D'autres découvertes très importantes, qui furent effectuées durant la Seconde Guerre mondiale grâce à l'application du sonar, sont liées à la détection du deep scattering layer, (ou couche diffusante profonde), une couche plus ou moins bien définie présente dans la plupart des eaux océaniques, produite par les populations stratifiées d'organismes marins.
Par la suite, l'application des techniques électroacoustiques des sonars a permis d’analyser précisément la morphologie et la nature des fonds océaniques. Marie Tharp, avec sa carte des fonds océaniques, contribua à la formulation de la théorie de la dérive des continents.
Après la Seconde Guerre mondiale, les sondes océanologiques, très perfectionnées, permirent de mesurer avec une extrême précision la température, la salinité, la teneur en oxygène et d'autres paramètres relevés à différentes profondeurs, notant les informations en surface au moyen de systèmes d'enregistrement électronique.
L'APRÈS-GUERRE
Au terme du conflit mondial, l'océanographie était en plein développement.

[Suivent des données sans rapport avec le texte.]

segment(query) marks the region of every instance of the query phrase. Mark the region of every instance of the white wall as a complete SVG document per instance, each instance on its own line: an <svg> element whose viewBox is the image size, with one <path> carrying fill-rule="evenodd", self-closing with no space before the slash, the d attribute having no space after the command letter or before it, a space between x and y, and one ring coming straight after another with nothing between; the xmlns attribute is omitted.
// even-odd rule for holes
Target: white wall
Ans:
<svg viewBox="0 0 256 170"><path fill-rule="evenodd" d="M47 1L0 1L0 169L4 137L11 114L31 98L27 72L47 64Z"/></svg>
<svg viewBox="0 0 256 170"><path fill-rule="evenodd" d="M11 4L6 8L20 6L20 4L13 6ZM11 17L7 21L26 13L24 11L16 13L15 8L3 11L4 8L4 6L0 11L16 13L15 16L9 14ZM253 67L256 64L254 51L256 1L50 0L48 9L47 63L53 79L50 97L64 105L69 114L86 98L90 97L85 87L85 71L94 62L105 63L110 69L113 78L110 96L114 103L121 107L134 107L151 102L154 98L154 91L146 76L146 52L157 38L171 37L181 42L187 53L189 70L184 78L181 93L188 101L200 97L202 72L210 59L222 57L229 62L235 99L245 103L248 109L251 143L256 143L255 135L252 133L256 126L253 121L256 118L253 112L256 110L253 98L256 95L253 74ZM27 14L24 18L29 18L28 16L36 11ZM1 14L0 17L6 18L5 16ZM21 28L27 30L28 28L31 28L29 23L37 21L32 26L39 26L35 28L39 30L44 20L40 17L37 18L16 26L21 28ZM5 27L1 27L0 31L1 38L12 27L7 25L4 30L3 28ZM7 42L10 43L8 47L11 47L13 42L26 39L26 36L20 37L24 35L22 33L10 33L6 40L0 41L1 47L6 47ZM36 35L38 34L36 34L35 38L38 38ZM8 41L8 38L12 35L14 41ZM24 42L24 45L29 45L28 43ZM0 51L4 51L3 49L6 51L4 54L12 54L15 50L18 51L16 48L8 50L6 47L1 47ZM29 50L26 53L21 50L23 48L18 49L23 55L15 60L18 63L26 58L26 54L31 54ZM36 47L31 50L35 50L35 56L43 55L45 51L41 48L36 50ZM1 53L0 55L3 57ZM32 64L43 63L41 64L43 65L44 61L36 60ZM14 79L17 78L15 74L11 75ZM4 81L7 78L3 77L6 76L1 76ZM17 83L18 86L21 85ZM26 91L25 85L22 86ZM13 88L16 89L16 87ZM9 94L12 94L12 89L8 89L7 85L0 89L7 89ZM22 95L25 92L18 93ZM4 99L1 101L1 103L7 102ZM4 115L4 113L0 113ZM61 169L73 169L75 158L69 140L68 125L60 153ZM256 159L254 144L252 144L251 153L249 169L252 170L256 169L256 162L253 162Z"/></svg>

Harald Sverdrup et Walter Munk à Scripps et Henry Stommel à Woods Hole commencèrent à formuler une théorie dynamique du Gulf Stream et de son système de contre-courants, de méandres et de tourbillons. Le phénomène le plus incompréhensible était l'intensification du courant à proximité de la côte américaine, connu sous le nom d’« intensification occidentale ». Le renforcement des courants le long des côtes est des continents, observable également dans le courant pacifique Kuroshio, le long des côtes du Japon, fut expliqué par Stommel en 1948. Il démontra que l'intensification est une conséquence de la variation latitudinale de la force de Coriolis. Cette force n'a pas la même intensité partout en raison de la sphéricité de la Terre mais elle augmente au fur et à mesure que l'on s'approche des pôles. Les études de Stommel stimulèrent le développement de l'océanographie théorique. Dans les années 50, des progrès immenses furent faits qui conduisirent à l'introduction des théories explicatives de la thermocline. En dépit des avancées significatives dues à la réflexion théorique, il fut bientôt clair que les méthodes analytiques ne suffiraient à décrire de façon réaliste le comportement de l'océan. L'océan est plus aisé à analyser que l'atmosphère, car les forces en présence y sont moins intenses et les échelles temporelles plus étendues. Par conséquent, des équations simplifiées peuvent être utilisées dans un plus grand nombre de cas. Toutefois, dans la réalité, il est nécessaire de recourir aux ordinateurs. Le premier modèle de l'océan global fut développé à Princeton par Kirk Bryan dans les années 60, et ce fut comme si un autre Challenger était revenu des mers du Sud avec son chargement d'échantillons. Les simulations mettaient en lumière une vaste série de phénomènes, presque tous requérant vérification et analyse.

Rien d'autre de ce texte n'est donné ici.